Il romanzo d’esordio di Daniela Dawan si occupa proprio di questo: l’impossibilità di dimenticare forgia e ricostruisce la catena del ricordo che permette ai viventi di non far precipitare i morti nell’oblio, rende ciò che è stato importante alla stessa stregua di ciò che sarà.

La storia narrata, infatti, si sviluppa su un doppio binario: il presente e la sua felicità consegnata alla storia d’amore tra la brillante pianista Anna Orvieto e l’altrettanto brillante fotografo Philippe e il passato in cui la fine della vicenda amorosa tra Cesare Orvieto, un prestigioso medico fascista di origine ebraica che opera a Tunisi e la pianista Augusta Levi si intreccia con la crisi del suo matrimonio e l’avvento delle leggi razziali promulgate nel 1938 dal governo Mussolini.
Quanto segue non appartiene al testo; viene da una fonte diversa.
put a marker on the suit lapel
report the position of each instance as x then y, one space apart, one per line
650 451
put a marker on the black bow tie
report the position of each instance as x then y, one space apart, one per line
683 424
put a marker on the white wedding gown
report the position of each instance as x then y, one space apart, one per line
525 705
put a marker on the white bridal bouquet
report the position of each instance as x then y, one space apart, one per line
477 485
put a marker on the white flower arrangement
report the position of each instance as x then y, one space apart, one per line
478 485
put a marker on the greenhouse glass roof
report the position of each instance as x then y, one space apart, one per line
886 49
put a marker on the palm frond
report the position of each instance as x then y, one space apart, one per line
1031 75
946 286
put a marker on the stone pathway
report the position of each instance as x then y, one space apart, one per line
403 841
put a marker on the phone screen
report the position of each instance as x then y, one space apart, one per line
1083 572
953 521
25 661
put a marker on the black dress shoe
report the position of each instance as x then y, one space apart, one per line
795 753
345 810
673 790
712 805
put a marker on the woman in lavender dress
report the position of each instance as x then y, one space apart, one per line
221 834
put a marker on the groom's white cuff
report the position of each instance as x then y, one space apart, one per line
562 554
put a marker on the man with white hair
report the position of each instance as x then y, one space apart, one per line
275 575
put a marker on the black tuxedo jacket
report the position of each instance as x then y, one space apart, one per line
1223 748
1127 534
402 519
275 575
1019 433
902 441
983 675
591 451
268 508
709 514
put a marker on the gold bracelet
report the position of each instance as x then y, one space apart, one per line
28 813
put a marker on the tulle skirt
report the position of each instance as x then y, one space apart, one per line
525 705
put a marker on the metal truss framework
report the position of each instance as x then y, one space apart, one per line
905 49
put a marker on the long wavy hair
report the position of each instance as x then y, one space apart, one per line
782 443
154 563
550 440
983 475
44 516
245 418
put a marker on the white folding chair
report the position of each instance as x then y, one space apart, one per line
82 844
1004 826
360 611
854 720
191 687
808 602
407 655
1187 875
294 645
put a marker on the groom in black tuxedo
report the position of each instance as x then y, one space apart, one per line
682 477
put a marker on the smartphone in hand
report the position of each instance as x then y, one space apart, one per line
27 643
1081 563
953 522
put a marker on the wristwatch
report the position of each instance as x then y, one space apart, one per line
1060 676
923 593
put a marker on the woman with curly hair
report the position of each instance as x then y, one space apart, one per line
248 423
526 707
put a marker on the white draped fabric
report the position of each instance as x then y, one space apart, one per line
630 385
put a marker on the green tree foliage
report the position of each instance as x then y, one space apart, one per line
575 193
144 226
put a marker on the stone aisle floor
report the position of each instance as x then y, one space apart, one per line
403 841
L’intreccio tra le due vicende è reso possibile dai legami di parentela tra la giovane pianista di oggi e il celebre medico di ieri e da un viaggio che la donna farà a Tunisi alla ricerca del filo spezzato dei suoi ricordi incompleti. Anche se, quasi ovviamente, la parte più robusta della storia è costituita dalle vicende infelici e tragiche di Cesare Orvieto, il contrappunto della vicenda amorosa (e pianistica) di Anna, sua nipote, rilancia continuamente la narrazione e la rende compatibile con le aspirazioni e i rimpianti dell’oggi, soprattutto con la nostalgia  per ciò che si sarebbe voluto conoscere meglio e non si è potuto farlo. La giovane pianista avrebbe desiderato da sempre essere maggiormente consapevole del suo passato ma solo le imprevedibili evenienze del presente glielo permetteranno.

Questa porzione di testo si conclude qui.